🤖 AI Summary
This work addresses the challenge that existing models struggle to predict intra-word morphological boundaries in automatic morpheme-level glossing, resulting in outputs that lack interpretability and hinder adoption by linguists. To overcome this limitation, we propose PolyGloss—a multilingual sequence-to-sequence model that jointly models morphological segmentation and per-morpheme glossing for the first time within a neural framework, simultaneously predicting morpheme boundaries and their semantic annotations directly from raw text. By integrating an expanded GlossLM training corpus with low-rank adaptation (LoRA), PolyGloss not only surpasses GlossLM in glossing performance but also significantly outperforms existing open-source large language models in segmentation accuracy, task alignment, and cross-lingual transfer capability, thereby enhancing the practicality and reliability of linguistic documentation workflows.
📝 Abstract
Automated interlinear gloss prediction with neural networks is a promising approach to accelerate language documentation efforts. However, while state-of-the-art models like GlossLM achieve high scores on glossing benchmarks, user studies with linguists have found critical barriers to the usefulness of such models in real-world scenarios. In particular, existing models typically generate morpheme-level glosses but assign them to whole words without predicting the actual morpheme boundaries, making the predictions less interpretable and thus untrustworthy to human annotators.
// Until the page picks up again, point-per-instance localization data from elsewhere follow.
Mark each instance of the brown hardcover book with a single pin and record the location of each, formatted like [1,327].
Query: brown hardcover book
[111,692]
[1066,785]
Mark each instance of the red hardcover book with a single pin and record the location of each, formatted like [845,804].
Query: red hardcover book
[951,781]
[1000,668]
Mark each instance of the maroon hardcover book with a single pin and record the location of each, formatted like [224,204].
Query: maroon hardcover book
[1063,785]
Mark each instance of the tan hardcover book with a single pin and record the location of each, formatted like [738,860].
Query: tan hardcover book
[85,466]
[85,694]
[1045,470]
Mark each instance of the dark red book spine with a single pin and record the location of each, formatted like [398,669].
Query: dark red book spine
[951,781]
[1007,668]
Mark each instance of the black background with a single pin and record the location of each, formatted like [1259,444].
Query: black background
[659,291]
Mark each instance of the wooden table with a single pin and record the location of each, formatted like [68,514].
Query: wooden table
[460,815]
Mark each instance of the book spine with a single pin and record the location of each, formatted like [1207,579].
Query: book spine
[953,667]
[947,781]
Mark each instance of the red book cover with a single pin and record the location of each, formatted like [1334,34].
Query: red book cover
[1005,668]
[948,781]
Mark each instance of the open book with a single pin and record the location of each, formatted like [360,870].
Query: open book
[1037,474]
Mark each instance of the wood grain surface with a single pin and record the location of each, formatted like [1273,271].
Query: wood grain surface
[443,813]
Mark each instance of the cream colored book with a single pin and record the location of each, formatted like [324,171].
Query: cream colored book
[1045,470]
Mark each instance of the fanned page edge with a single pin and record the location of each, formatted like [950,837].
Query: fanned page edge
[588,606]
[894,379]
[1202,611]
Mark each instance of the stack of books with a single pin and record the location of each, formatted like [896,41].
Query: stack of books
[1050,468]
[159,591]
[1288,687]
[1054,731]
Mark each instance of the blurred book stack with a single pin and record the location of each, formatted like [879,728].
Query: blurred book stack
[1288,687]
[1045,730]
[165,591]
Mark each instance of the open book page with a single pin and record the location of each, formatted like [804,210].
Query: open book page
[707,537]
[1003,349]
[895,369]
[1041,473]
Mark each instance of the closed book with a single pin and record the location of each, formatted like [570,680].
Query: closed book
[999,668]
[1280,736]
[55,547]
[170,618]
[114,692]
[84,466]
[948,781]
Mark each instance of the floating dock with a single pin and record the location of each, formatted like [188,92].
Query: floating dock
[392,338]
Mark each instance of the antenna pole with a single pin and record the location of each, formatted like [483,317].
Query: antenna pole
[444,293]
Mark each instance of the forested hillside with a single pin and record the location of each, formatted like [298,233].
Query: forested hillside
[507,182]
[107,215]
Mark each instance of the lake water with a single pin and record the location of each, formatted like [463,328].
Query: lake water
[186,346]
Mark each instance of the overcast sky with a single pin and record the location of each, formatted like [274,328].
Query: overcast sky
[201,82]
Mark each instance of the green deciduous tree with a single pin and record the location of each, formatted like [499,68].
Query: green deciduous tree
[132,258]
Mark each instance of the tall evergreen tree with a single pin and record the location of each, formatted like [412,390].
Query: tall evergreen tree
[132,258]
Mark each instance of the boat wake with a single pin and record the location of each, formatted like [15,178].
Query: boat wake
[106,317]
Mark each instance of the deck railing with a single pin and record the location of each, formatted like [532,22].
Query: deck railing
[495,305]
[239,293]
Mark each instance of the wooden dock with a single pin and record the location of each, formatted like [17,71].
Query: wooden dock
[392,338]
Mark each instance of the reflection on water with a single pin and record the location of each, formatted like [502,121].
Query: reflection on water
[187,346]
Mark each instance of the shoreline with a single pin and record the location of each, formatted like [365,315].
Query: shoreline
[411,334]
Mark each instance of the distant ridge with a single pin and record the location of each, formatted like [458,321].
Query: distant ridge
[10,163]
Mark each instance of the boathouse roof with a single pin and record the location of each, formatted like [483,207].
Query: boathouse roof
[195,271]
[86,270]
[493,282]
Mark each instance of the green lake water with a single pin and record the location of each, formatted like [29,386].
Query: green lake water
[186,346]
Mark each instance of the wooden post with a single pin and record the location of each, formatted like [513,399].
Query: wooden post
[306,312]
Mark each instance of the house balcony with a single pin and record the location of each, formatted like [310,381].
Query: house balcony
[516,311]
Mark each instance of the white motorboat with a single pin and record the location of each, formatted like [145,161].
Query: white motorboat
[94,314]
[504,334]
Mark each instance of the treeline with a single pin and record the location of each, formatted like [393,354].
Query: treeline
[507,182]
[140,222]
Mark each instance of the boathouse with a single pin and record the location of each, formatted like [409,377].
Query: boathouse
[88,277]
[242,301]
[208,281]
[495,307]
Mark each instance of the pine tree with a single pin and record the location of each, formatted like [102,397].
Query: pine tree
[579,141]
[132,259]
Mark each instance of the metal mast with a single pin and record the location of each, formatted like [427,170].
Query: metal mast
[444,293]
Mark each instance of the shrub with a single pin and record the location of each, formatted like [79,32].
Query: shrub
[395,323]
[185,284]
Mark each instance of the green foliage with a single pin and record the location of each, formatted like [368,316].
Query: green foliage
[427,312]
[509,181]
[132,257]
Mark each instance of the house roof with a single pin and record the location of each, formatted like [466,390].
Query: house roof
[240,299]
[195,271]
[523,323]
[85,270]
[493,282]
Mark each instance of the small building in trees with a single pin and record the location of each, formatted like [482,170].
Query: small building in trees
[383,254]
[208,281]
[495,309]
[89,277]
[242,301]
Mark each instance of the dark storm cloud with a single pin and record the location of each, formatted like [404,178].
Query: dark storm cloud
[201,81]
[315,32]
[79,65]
We conduct the first study on neural models that jointly predict interlinear glosses and the corresponding morphological segmentation from raw text. We run experiments to determine the optimal way to train models that balance segmentation and glossing accuracy, as well as the alignment between the two tasks. We extend the training corpus of GlossLM and pretrain PolyGloss, a family of seq2seq multilingual models for joint segmentation and glossing that outperforms GlossLM on glossing and beats various open-source LLMs on segmentation, glossing, and alignment. In addition, we demonstrate that PolyGloss can be quickly adapted to a new dataset via low-rank adaptation.